On 19 January 2012, Anonymous released a statement on Pastebin.com accepting responsibility of the mass attacks on websites including those of RIAA, MPAA, BMI, FBI, and others. According to the Russian state-run RT network, Anonymous described the attacks as "the single largest Internet attack in its history".

==Other reactions==
Former French president Nicolas Sarkozy said he was satisfied with the shutdown of the website. He found the site's operators were reaping "criminal profits from the illegal distribution of copyrighted works". "The time has come for increased judicial and police co-operation between states" in the fight against online piracy, he said in a statement.

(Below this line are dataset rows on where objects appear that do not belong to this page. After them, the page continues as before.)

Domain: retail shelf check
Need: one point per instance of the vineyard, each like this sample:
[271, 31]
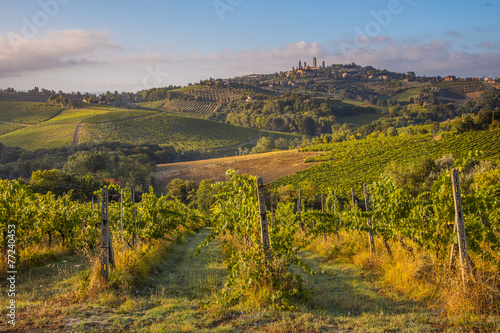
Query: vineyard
[351, 163]
[269, 245]
[217, 95]
[27, 112]
[184, 133]
[190, 106]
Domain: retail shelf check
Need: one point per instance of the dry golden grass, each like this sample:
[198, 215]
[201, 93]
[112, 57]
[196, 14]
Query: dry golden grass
[418, 276]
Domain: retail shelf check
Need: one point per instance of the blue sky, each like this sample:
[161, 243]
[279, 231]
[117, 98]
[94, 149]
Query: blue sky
[129, 45]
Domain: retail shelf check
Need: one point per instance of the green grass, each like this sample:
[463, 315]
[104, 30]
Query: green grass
[184, 133]
[27, 112]
[180, 295]
[41, 136]
[403, 96]
[352, 163]
[458, 83]
[75, 116]
[356, 103]
[190, 88]
[118, 115]
[155, 105]
[7, 128]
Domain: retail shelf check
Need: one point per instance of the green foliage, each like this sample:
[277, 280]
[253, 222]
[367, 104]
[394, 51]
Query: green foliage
[352, 163]
[183, 132]
[27, 112]
[255, 273]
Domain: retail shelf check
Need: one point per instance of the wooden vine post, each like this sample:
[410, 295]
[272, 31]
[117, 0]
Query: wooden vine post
[460, 228]
[132, 192]
[264, 231]
[104, 235]
[121, 221]
[368, 221]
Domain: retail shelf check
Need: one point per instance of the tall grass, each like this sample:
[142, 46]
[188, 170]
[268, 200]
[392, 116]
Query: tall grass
[417, 274]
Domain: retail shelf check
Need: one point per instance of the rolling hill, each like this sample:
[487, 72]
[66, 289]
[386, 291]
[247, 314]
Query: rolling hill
[54, 127]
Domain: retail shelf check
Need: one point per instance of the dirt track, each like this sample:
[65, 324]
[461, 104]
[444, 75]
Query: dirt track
[269, 166]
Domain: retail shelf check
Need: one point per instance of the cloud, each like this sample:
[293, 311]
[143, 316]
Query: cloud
[455, 34]
[488, 46]
[434, 58]
[57, 49]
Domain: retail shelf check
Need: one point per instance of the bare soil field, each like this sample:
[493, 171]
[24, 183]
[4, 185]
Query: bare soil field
[269, 166]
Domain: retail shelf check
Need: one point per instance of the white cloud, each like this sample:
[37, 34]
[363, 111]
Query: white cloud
[57, 49]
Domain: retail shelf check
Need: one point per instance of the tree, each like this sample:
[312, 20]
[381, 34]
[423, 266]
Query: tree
[263, 145]
[307, 126]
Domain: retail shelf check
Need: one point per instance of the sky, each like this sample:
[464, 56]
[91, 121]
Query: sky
[131, 45]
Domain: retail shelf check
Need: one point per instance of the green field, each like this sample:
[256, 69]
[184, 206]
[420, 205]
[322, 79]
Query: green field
[41, 136]
[7, 128]
[27, 112]
[458, 83]
[58, 131]
[350, 164]
[403, 96]
[184, 133]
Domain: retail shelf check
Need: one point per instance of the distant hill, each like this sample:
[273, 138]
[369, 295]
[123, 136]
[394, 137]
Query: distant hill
[40, 125]
[349, 164]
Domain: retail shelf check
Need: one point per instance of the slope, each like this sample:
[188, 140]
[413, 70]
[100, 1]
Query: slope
[350, 164]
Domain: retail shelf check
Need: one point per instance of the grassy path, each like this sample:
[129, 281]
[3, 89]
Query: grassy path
[179, 296]
[358, 303]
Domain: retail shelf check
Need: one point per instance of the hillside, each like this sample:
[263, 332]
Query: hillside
[40, 125]
[350, 164]
[269, 166]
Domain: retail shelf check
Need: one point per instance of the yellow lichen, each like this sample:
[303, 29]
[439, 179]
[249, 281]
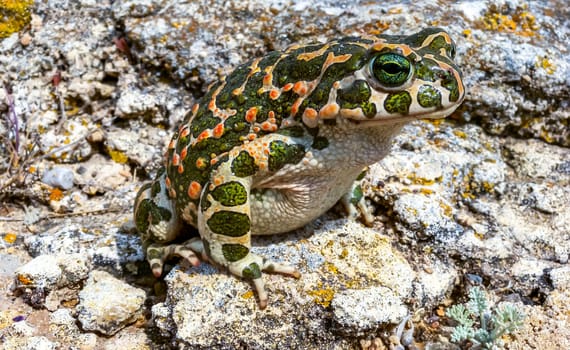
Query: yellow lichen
[546, 64]
[331, 267]
[460, 134]
[519, 21]
[14, 15]
[247, 295]
[55, 194]
[117, 156]
[322, 296]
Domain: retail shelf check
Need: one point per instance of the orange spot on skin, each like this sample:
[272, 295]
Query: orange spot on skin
[212, 104]
[250, 114]
[194, 190]
[310, 113]
[295, 106]
[310, 117]
[274, 94]
[218, 130]
[329, 111]
[183, 153]
[300, 88]
[204, 135]
[175, 159]
[201, 163]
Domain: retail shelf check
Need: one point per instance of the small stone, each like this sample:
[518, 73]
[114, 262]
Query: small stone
[107, 304]
[60, 177]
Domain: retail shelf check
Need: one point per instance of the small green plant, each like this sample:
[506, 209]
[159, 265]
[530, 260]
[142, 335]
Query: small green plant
[481, 325]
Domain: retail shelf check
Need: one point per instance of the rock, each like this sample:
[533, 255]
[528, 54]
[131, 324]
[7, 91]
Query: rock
[560, 278]
[60, 177]
[107, 305]
[358, 311]
[64, 326]
[41, 275]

Web organisations have raised concerns about possible effects of the Megaupload case on the future of file sharing, cloud storage, and Internet commerce. Various commentators including John C. Dvorak, Glenn Greenwald, and Julian Sanchez have written on the topic as well, particularly as it relates US government powers to take down a web site without a trial, even without new laws like SOPA. In fact, the U.S. Dept of Justice was able to rely on PRO-IP, a law passed back in 2008, in order to shut down Megaupload.

People who used Megaupload for personal and business storage, such as large audio and video files for family and work, have also voiced their complaints about the fact that they no longer had access to their files on the service. Examples cited in the media included staff at public interest group Public Knowledge who used it for large files, and Android cellphone software writers who described it as "one of the best ways to distribute [software] ... There are a number of similar sites for this use, but Megaupload was always the fastest".

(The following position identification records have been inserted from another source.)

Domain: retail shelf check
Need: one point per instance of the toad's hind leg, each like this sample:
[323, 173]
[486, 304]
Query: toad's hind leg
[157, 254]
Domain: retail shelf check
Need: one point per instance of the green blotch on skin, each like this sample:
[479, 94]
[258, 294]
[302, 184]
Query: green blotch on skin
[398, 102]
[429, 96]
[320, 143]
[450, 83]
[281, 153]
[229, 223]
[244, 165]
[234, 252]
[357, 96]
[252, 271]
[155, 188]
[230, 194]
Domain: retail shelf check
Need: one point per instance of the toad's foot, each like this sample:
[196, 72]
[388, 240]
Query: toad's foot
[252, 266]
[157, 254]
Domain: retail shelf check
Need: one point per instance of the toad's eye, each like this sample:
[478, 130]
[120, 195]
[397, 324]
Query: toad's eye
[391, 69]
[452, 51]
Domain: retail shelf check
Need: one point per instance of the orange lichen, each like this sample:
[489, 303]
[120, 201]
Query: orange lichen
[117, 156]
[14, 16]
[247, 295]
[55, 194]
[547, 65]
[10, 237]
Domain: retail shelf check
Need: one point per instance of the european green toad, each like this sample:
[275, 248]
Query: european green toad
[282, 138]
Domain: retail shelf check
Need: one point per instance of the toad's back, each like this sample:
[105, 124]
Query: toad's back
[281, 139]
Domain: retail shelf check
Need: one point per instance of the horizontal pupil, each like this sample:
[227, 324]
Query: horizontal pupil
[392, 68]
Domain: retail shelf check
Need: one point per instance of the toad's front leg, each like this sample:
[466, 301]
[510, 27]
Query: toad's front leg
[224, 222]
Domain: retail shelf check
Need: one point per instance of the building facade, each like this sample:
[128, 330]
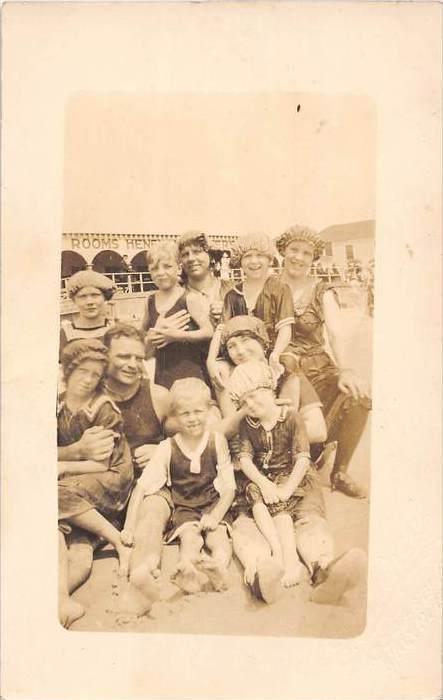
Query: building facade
[114, 252]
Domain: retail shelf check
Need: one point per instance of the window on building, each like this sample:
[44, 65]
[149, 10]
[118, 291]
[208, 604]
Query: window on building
[349, 252]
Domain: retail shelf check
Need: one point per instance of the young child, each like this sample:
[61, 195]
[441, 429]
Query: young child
[196, 466]
[244, 338]
[260, 294]
[282, 486]
[89, 291]
[90, 493]
[176, 345]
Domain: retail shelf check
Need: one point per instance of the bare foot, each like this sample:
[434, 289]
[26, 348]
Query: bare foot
[249, 574]
[124, 556]
[144, 580]
[343, 574]
[131, 600]
[293, 573]
[189, 579]
[216, 572]
[268, 580]
[69, 611]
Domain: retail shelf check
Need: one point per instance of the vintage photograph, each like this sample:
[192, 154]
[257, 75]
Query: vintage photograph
[214, 397]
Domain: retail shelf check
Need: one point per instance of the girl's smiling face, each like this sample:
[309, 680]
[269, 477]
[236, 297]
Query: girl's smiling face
[164, 272]
[84, 379]
[259, 403]
[90, 302]
[298, 258]
[242, 348]
[255, 265]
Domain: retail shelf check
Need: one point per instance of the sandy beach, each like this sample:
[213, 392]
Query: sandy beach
[235, 611]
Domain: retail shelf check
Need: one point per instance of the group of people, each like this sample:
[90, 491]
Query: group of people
[220, 449]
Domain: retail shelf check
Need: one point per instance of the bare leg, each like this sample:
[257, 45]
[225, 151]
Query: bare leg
[216, 566]
[314, 542]
[290, 389]
[293, 567]
[69, 610]
[80, 556]
[346, 573]
[262, 573]
[154, 514]
[94, 522]
[315, 423]
[267, 527]
[187, 577]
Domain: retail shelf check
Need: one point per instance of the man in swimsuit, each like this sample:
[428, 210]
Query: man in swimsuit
[144, 407]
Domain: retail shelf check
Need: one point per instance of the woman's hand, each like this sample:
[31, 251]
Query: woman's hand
[351, 383]
[269, 491]
[127, 537]
[216, 375]
[155, 339]
[168, 329]
[96, 443]
[276, 366]
[143, 454]
[215, 312]
[208, 522]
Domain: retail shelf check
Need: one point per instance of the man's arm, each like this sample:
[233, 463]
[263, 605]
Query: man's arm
[95, 444]
[161, 401]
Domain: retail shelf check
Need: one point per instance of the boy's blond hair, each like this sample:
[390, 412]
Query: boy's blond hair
[190, 388]
[164, 249]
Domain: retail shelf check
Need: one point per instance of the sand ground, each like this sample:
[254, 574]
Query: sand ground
[235, 611]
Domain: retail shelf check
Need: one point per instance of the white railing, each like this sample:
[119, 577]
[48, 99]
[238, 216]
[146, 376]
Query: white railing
[141, 282]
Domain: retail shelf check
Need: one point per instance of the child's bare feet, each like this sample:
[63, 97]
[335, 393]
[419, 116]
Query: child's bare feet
[268, 580]
[188, 578]
[132, 600]
[144, 580]
[249, 574]
[124, 556]
[344, 573]
[69, 611]
[293, 572]
[216, 572]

In response to the shutdown, a number of other file hosting websites changed the functionality of their services. FileSonic.com, one of the top ten file hosting services, withdrew the ability to share links to files. The site's main page added a banner stating "All sharing functionality on FileSonic is now disabled. Our service can only be used to upload and retrieve files that you have uploaded personally." Other file hosting websites followed suit, including FileServe.com, FileJungle.com, Uploadstation.com, x7.to and 4shared.com, by shutting down, cancelling affiliate programs or allowing users to only download what they themselves uploaded. Another large file-sharing website, Uploaded.to, ceased services for users accessing from United States-based IP addresses. BTJunkie, a website indexing torrent files, shut down voluntarily on 6 February 2012. The file hosting site Turbobit.net blocked access to U.S. visitors, and QuickSilverScreen, a site offering streaming video links, closed on 7 February 2012.

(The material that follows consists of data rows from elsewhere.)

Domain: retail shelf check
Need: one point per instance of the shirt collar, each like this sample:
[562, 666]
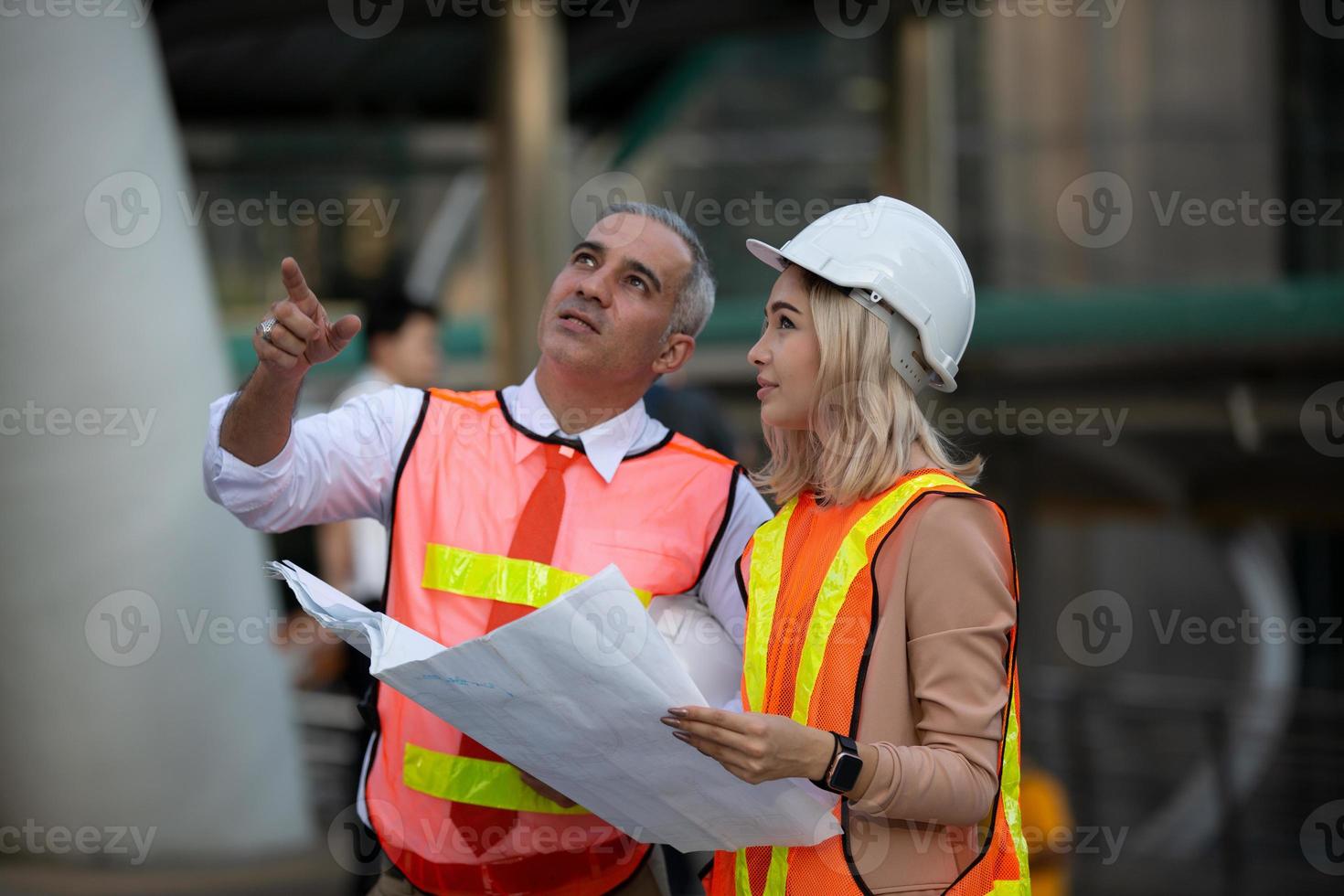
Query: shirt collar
[605, 443]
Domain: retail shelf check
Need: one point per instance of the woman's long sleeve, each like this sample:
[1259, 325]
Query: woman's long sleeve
[958, 610]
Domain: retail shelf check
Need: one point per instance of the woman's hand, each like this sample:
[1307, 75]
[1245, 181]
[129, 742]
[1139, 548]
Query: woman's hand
[754, 746]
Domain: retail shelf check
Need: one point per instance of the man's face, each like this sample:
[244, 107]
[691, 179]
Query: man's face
[611, 304]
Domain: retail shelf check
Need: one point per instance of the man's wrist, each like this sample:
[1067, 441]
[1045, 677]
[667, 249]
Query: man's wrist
[272, 382]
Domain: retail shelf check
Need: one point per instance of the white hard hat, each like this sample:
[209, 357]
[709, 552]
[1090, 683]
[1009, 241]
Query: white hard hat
[901, 265]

However, other file hosting companies felt no need to change, with MediaFire's CEO Derek Labian saying that he and his file hosting company are not concerned by the Megaupload incident because "Megaupload was making a ridiculous amount of money with a ridiculously bad service... We don't have a business built on copyright infringement." A spokesperson for RapidShare similarly expressed a lack of concern, saying that "file hosting itself is a legitimate business", pointing out that Microsoft's OneDrive operates on a similar basis.